Whitepaper

Renewable Energy Security Token Whitepaper

Abstract

The Renewable Energy Security Token (SDA) is a Solana‑based security token enabling global investors to finance and fractionally own large‑scale renewable energy assets (tokenization of Real World Assets). A transparent three‑phase roadmap links on‑chain capital formation to real‑world deployment:

  • Phase 1 – Initial Security Token Offering (STO) and DEX listing.
  • Phase 2 – Once the market capitalisation reaches USD 100 million, up to 20 million reserve tokens are sold and prudently leveraged (maximum 1:5) to finance up to USD 100 million of clean‑energy infrastructure investment; the first voluntary token‑to‑equity conversion (tokens can be used to purchase shares at 100:1 fixed rate) window opens; CEX listing targeted.
  • Phase 3 – Company reserves the option to convert remaining 20 million company held tokens (Project Development Reserve) into development funds towards our next sustainable energy project. Token holders will be also invited to utilize the conversion opportunity to become fractional owners in the parent company. Tokens that are used as payment for equity will be burned in the process, thus increasing the theoretical value of remaining tokens through reduced supply. Unconverted tokens shall continue to be traded, both token and equity holders shall receive equal profit-sharing payments annually from this phase forwards.

Key Token Features:

  • Governance rights via on‑chain voting regarding investment projects, profit sharing and director positions.
  • Equity conversion opportunities in phases 2 and 3
  • Profit‑sharing from tokenized real world operating assets in Phase 3

Executive Summary

Sustainable Digital Assets is a pioneering project on the frontier of blockchain and real world producing assets. We offer public participation in our vision to create abundant energy through sustainable and clean energy projects. In the first phase we are launching a participatory token, which at Phase 2 becomes a true RWA-backed security token. At phase 2 it can also be converted into equity in the parent company (fixed rate 100:1) and finally at phase 3 participate in annual profit sharing payments.

    Introduction

    • Borderless fund‑raising — No geographic silos
    • Real‑time ownership registry and transferability
    • Low‑cost, auditable governance
    • Partial, auditable governance at low coordination cost

    Legal & Regulatory Framework

    SDA follows a progressive compliance path, starting with a private Security Token Offering (STO) in Nevis and advancing to full EU MiFID II security‑token status in Phase 2, while also aligning with U.S. Reg D/Reg S requirements.

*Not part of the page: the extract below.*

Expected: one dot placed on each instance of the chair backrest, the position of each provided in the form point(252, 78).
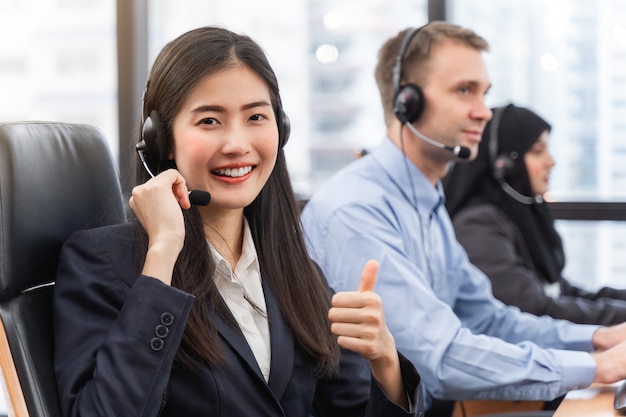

    • Phase 1 – Public Participatory Token Offering (Sustainable Digital Assets Inc., Nevis); KYC/AML optional; unrestricted P2P transfer.
    • Phase 2 – Convertible Security Token SDA; EU Prospectus & MiFID II licence; mandatory KYC/AML; regulated custody whitelist.
    • Tokens confer no equity until holders opt‑in during conversion windows.
    • Company starts working towards European MiFID II and U.S. Reg D/Reg S requirements in Phase 2.
    • Legal base: Nevis Business Corporation Ordinance (NBCO), Nevis Financial Services Regulatory Commission (NFSCR) and applicable international legislation; Smart‑contract auditor to be announced

    Platform Overview

    Comprehensive blockchain platform with integrated technical components.

    • Solana blockchain (>2 000 TPS, sub‑second finality, < USD 0.001 fees).
    • Smart‑contract suite: capped‑supply mint, vesting, dividend vault, governance, conversion registry.
    • AI optimisation engine for bidding, load forecasting and battery dispatch.
    • ESG oracle publishing on‑chain CO₂‑avoided proofs.
    • Investor portal with wallet‑connect and KPI dashboard.

    System Architecture

    Stateless Solana programs enforce a 100 M supply cap, time‑based vesting and automatic stage‑gate logic. Hardware‑signing multi‑sig governs upgrades; ISO 27001 processes and quarterly pen‑tests mitigate cyber risk.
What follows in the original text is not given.